U.S. Crop Hail Policy Terms Were Recently Updated
Production Plan is one of the major lines of business in the U.S. Crop Hail insurance market. It covers hail losses that fall within the deductible of a farmer’s MPCI policy and allows the farmer to receive indemnity payments based on production loss. Production Plan policies may have a deductible (referred to as minimum loss), typically 5% or 10%; an indemnity is paid only if the hail loss exceeds the minimum loss on the policy.
In 2016, Production Plan policies sold in Texas saw a definitive shift from a minimum loss of 10% to a minimum loss of 0% (Figure 1).
This change in policy terms resulted in indemnity payments to farmers for smaller hail losses (up to 10% loss), whereas these losses would have fallen within the policy deductible in previous years.
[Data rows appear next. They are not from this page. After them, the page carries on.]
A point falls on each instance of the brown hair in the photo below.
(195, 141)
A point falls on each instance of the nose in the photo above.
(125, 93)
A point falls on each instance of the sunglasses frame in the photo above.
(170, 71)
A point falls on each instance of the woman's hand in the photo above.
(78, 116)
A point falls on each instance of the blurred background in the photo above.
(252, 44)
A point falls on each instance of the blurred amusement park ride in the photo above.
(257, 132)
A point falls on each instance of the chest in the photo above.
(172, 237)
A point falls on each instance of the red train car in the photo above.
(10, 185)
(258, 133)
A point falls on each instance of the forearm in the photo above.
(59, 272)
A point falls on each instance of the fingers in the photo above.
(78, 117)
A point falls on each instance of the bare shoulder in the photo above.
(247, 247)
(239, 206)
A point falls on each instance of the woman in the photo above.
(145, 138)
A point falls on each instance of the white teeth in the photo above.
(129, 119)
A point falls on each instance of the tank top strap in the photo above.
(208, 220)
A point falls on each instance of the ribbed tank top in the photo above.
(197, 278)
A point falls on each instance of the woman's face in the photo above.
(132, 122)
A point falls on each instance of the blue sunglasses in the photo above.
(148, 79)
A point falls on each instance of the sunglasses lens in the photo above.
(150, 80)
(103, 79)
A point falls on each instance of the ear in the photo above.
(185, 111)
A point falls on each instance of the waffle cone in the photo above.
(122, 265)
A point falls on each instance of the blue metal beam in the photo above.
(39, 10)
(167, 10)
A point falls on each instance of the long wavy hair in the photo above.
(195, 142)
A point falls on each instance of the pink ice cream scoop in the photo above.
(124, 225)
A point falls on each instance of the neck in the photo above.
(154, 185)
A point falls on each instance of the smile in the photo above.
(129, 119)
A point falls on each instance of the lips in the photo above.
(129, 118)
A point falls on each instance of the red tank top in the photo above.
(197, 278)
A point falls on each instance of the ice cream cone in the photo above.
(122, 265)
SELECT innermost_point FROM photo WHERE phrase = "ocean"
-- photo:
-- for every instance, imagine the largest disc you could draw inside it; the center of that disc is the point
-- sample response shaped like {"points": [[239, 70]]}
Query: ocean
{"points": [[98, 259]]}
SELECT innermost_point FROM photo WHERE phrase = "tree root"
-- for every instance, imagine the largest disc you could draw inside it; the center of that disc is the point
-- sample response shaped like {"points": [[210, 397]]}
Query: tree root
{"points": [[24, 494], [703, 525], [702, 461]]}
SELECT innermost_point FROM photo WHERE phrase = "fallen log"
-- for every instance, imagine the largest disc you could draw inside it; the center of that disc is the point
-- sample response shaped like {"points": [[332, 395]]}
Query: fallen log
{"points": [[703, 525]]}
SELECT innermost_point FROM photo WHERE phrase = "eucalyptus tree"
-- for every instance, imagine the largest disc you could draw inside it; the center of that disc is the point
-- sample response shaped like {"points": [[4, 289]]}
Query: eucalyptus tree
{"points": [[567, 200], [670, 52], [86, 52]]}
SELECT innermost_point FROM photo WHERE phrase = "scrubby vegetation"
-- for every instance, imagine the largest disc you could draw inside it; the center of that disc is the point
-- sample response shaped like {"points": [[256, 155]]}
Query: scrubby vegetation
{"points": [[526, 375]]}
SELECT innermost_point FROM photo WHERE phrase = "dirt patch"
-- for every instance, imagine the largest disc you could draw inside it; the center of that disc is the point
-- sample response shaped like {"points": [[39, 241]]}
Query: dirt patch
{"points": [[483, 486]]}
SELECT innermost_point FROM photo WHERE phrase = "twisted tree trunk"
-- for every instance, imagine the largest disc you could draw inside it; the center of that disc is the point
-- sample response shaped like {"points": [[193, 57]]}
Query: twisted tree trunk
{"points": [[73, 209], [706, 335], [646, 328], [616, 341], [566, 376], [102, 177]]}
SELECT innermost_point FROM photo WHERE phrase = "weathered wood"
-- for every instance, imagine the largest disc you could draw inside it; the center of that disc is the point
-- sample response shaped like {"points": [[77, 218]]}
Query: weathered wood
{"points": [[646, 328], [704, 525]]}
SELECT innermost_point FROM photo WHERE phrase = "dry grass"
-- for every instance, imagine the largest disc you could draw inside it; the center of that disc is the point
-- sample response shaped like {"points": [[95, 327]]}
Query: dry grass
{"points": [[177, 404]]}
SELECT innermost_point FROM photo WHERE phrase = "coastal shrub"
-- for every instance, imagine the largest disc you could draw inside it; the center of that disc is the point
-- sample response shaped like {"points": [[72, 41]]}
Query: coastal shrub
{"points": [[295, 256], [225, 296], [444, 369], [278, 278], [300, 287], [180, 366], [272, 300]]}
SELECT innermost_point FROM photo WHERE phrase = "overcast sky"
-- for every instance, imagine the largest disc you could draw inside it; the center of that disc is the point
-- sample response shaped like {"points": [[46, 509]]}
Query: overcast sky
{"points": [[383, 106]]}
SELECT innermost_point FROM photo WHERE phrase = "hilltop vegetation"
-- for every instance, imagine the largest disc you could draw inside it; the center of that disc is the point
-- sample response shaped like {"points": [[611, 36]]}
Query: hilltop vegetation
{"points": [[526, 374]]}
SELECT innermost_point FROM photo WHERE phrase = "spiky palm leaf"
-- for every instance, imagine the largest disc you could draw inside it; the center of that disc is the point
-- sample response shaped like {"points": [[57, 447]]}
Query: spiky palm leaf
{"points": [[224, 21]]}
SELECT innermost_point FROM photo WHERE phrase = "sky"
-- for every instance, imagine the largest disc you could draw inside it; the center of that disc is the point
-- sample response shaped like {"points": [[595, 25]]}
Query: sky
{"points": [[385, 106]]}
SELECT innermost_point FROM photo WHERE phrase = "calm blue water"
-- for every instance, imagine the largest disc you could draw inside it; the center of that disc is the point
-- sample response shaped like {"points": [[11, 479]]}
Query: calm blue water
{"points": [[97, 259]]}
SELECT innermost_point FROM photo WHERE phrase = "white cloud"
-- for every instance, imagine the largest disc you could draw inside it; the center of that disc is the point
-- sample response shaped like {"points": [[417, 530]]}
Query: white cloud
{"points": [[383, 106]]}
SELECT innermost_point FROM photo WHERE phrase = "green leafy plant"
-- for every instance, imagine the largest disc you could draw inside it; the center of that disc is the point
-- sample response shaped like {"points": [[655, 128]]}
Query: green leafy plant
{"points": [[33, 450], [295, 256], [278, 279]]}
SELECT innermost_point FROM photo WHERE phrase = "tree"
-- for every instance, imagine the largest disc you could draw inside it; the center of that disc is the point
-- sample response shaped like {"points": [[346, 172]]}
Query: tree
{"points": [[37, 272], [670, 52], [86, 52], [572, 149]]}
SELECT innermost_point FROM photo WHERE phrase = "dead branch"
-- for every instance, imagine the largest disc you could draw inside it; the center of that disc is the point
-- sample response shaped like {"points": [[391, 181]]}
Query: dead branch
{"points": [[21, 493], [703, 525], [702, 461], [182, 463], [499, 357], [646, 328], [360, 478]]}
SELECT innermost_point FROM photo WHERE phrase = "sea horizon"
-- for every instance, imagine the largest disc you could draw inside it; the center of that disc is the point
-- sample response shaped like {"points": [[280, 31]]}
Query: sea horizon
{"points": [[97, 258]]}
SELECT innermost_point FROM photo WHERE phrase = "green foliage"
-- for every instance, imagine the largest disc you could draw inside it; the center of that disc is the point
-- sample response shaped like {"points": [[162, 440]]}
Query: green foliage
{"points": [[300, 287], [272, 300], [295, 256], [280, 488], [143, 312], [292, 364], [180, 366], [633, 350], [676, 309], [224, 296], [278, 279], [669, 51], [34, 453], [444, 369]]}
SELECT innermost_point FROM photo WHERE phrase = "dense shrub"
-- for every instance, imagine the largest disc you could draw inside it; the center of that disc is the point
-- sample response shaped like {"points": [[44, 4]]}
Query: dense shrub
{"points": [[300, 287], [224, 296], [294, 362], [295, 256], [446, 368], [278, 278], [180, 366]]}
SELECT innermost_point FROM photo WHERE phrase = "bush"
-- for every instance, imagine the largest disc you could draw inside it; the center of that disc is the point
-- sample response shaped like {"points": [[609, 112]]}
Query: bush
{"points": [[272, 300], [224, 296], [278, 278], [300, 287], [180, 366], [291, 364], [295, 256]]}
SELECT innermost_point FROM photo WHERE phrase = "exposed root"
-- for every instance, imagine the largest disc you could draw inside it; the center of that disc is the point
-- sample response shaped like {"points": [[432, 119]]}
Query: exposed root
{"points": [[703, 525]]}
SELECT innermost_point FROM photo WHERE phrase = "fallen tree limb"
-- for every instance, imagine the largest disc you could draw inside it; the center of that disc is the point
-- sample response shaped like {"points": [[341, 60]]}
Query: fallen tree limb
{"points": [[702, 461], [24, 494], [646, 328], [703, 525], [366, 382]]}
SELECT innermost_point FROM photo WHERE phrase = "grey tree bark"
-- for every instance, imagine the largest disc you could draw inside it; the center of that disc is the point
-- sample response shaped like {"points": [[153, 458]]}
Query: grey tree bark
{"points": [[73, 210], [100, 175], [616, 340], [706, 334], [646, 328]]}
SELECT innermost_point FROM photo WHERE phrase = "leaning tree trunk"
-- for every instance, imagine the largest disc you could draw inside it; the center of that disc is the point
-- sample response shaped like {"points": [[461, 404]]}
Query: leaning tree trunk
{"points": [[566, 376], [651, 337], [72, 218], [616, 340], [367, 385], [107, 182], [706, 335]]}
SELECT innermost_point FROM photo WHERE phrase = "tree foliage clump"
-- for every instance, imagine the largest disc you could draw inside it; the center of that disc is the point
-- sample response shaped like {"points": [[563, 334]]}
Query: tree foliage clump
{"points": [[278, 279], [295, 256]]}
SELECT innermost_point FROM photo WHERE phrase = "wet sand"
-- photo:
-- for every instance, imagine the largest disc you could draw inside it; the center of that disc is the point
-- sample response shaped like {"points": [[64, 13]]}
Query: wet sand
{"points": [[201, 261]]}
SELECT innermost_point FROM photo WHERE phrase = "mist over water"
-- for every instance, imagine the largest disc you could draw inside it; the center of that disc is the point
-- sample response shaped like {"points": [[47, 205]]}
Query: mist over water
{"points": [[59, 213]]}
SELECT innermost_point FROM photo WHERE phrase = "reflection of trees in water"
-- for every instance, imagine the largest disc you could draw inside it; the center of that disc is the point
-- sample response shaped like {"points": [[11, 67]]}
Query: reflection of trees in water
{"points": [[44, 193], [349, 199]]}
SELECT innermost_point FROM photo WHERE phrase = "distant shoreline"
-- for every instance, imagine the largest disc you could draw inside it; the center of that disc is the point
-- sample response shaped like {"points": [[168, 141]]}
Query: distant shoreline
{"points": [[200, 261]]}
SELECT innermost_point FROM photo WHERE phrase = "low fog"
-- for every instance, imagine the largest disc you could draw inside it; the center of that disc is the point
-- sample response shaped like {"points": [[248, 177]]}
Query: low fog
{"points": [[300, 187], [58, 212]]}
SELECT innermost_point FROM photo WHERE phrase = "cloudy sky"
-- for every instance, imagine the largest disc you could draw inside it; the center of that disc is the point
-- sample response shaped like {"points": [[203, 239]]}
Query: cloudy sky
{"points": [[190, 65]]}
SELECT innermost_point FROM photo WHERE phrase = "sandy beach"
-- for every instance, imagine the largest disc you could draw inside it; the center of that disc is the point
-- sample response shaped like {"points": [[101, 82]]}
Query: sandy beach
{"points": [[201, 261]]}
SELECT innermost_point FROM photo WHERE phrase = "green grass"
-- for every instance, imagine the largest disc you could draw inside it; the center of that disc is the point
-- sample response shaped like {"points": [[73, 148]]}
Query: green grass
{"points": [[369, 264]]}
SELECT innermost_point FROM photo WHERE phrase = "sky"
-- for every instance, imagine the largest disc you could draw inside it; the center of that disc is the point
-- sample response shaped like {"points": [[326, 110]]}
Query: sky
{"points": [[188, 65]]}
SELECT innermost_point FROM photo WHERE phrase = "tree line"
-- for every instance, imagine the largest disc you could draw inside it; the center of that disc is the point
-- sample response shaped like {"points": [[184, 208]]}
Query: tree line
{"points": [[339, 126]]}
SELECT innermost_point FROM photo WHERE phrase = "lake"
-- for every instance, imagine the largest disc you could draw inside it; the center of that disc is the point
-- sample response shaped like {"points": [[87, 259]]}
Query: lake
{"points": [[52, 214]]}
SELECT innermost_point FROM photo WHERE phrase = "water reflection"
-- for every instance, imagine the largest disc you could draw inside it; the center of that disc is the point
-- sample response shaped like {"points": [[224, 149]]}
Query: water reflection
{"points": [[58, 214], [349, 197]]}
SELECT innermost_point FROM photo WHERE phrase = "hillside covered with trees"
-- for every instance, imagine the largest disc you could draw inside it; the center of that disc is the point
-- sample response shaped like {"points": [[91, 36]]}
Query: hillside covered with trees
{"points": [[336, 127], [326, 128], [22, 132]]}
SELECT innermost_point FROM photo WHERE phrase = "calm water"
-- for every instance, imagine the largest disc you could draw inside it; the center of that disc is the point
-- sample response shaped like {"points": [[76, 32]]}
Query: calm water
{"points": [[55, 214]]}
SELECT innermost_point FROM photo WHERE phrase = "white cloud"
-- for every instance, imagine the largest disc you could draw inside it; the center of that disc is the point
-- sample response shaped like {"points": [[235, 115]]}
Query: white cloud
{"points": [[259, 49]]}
The aggregate effect on the U.S. Crop Hail insurance industry of many smaller loss-causing events throughout a year can be significant and can lead to an increase in industry losses.
A similar shift toward 0% minimum loss Production Plan policies was observed after 2011 in several states, including Nebraska, Iowa, North Dakota, and South Dakota.
Capturing Changes to U.S. Crop Exposure and Policies
Changes to U.S. crop exposure and the Crop Hail insurance program are captured in regular updates to AIR’s U.S. Crop Hail Model. The most recent model update, released on August 1, reflects updates to planted crop exposure in the U.S. and recent changes to policy terms across both the Crop Hail and Production Plan lines of business.